It took me three months to read ‘The Diaries of Jane Somers’, my first Doris Lessing ever.
I can’t say I enjoyed it, because it is not the kind of read that you ‘enjoy’. But it definitely had an impact….like a series of punches to the stomach. I found myself crumpling into tears and even putting down the book to sob for a little bit at times.
In part one, the book is an up close and personal look at aging and old age, and all the infirmities and neuroses that go with it. It is about how the old cope. It is about compassion, without the sap and the sugar-coating, written in the first person by the protagonist, Jane, a successful and attractive magazine editor. Her vitality and strength stands in sharp contrast to the vulnerability of 90 year old Maudie Fowler, the woman whose fury is what holds her together, the fury that courses through her veins and keeps her alive. Jane encounters her in a grocery shop and is drawn to being her ‘friend’, going over to her poor filthy home to ‘visit’ and made that a pretext to look after her as much as she could, talk to her, listen to her, until Jane becomes the only thing Maudie looks forward to in her day.
There is a particular passage in the book that really struck me (there have been several really good ones) and it is this:
‘I am sitting here in my dressing gown by the electric fire.

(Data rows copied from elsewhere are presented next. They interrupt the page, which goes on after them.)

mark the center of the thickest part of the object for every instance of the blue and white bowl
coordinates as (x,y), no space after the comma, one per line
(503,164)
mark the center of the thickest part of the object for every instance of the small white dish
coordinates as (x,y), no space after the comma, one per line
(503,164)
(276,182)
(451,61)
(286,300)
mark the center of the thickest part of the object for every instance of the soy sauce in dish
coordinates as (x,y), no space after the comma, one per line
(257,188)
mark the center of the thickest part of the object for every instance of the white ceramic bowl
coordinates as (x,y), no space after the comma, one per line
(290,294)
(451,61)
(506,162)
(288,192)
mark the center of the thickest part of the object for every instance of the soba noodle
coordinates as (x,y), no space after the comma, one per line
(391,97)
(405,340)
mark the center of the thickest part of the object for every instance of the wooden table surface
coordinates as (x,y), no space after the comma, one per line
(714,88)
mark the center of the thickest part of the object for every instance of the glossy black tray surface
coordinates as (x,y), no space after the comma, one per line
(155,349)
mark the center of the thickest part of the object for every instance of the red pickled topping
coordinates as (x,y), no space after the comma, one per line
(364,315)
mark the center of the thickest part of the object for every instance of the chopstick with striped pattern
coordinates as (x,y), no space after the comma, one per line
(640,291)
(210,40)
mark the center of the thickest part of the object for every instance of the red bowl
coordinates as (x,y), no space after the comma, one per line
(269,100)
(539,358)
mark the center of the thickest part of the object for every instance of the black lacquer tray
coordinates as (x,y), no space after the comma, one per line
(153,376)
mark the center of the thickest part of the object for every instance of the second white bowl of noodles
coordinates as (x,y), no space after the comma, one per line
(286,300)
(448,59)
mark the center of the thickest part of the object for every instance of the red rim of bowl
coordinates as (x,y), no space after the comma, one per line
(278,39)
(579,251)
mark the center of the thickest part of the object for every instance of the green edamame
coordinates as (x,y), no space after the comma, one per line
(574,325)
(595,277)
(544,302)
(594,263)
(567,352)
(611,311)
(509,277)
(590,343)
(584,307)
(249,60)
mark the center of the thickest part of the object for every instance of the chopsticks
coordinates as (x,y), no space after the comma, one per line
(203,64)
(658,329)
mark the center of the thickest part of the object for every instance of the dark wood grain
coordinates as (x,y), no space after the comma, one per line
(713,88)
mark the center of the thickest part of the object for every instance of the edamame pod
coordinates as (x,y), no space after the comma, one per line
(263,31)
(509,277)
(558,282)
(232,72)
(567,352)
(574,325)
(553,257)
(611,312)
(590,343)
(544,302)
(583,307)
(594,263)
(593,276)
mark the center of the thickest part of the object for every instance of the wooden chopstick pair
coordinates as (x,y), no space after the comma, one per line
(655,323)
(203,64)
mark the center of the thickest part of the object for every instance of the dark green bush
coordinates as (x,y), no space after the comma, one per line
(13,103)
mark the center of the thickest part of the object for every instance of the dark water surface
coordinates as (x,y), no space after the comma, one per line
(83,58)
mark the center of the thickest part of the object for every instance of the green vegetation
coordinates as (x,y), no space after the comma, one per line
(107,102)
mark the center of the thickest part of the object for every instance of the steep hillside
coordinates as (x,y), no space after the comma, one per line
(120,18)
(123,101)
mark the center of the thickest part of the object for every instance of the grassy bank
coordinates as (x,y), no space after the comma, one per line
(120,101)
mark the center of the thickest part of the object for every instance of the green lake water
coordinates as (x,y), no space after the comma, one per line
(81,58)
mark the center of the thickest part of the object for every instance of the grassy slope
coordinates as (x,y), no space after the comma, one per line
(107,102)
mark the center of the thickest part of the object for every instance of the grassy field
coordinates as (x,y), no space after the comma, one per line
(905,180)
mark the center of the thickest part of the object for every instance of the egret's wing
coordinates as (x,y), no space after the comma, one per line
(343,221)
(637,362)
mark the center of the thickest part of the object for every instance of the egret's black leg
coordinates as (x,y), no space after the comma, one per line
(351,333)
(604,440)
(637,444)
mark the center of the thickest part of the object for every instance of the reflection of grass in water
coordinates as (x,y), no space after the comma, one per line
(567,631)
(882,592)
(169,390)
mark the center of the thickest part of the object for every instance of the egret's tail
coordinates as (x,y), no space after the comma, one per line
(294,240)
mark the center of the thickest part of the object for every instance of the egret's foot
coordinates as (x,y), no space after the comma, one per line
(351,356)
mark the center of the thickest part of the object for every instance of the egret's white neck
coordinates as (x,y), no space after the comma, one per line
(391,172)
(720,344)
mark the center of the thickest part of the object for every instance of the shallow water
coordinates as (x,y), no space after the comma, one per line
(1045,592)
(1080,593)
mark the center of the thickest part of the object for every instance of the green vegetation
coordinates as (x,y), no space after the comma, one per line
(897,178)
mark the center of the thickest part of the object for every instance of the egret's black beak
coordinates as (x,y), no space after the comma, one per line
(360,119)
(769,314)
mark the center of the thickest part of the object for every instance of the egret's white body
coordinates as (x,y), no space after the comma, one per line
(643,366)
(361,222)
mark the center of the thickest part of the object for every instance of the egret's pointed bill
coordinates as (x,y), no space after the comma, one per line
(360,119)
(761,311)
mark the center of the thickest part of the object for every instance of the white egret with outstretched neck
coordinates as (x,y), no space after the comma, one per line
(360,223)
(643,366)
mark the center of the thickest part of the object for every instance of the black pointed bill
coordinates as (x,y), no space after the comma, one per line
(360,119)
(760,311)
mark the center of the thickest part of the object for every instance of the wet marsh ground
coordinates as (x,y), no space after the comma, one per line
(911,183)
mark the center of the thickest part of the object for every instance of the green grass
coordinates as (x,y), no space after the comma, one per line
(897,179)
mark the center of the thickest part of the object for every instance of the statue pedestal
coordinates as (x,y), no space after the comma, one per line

I should clean out this flat. I should really wash my hair.
I am thinking of how Maudie Fowler one day could not trouble herself to clean out her front room, because there was so much junk in it, and then she left it and left it; going in sometimes, thinking, well, it’s not so bad. Meanwhile she was keeping the back room and the kitchen spotless. Even now she does her own chimney once a week, and then scrubs the grate, brushes up the dust and cinders—though less and less thoroughly. She wasn’t feeling well, and didn’t bother, once, twice—-and then her room was not really cleaned, only the floor in the middle of the room sometimes, and she learned not to look around the edges or under the bed. Her kitchen was last. She scrubbed it and washed shelves, but then things began to slide. But through it all she washed herself, standing at the kitchen table, heating water in the kettles. And she kept her hair clean. She went sometimes to the public bath-houses, for she had told me she liked going there. Then she left longer and longer between washing her hair……and then she did not wash her clothes, only took out the cleanest ones there were, putting them back grubby, till they were the cleanest; and so it went on. And at last, she was upright in her thick shell of black, her knickers not entirely clean, but not so bad, her neck dirty, but she did not think about it, her scalp unwashed. When they took her to hospital, they washed her all over and washed her hair too. She sometimes thought humorously, when they cart me off back to hospital, I’ll get another proper wash! But she, Maudie Fowler ,was still there, alert, very much all there, on guard inside that old witch’s appearance. She is still there, and everything has collapsed around her, it’s too difficult, too much.
And I, Janna, am sitting here, in my clean, scented dressing gown, just out of my bath.’
In part two, Jane falls unexpectedly in love for what seems like the first time. She is over fifty years old now, still attractive, but no longer young. Love brings her joy and anguish in equal measure, and life throws her curve-balls in the form of some unlikely antagonists, who seem to mirror and echo her past, perhaps..? Middle-aged love is a different game altogether, especially when two established lives come together and must reconcile themselves to the baggage they bring…
Here’s another passage that I loved:
‘So vulnerable are we, so easy would it be to blow what we have apart. A word could do it; a word or a look does often rip aside our enjoyment in each other, leaving us fumbling, so that we both scramble with words or a movement to cover it all over, talking about something else, making up nonsense as we do, for the pleasure of words, words, the game of them; or we get up from where we sit in a pub or on a pavement and we walk rapidly away from where the danger was.‘
I can’t help drawing parallels between the helplessness of Maudie, and the difficulties my own parents face as they get older. There are so many things that my Mom can’t deal with because of a frozen shoulder and loss of feeling in her fingertips due to spondylytis, not to mention arthritis. She struggles with her clothes and has had accidents in the kitchen, burning herself terribly, overestimating the strength in her fingers while picking up a pan full of scalding hot tea. My mom, who has created so many beautiful things with her capable hands…
And my father never goes anywhere without his cane, has accepted the loss of muscle mass in his legs, valiantly trying to counter it with exercise and more protein in his diet. My father, the weight-lifter, the boxer…the man who never thought twice before taking on arduous DIY jobs around the house, now relies increasingly on his Man Friday… and I so wish I could go over and take care of them all the time.
I’m glad I read ‘Diaries..’, though it had to be in small doses, and I do recommend it very highly. It’s all very interesting and detailed, and beautifully, terribly realistic.
Nevertheless there came a time a few days ago when I decided I had to read the last 100 pages over two days and finish the damn thing so I could move on to another book that wasn’t quite so gut-wrenching.
Trust me then, to pick up a collection of short stories by Nadine Gordimer, the first of which was about an injured pigeon that can’t fly which gets badly mauled by a playful dog and has to be killed to put it out of its misery.
What about you? Ever read a book in spite of yourself?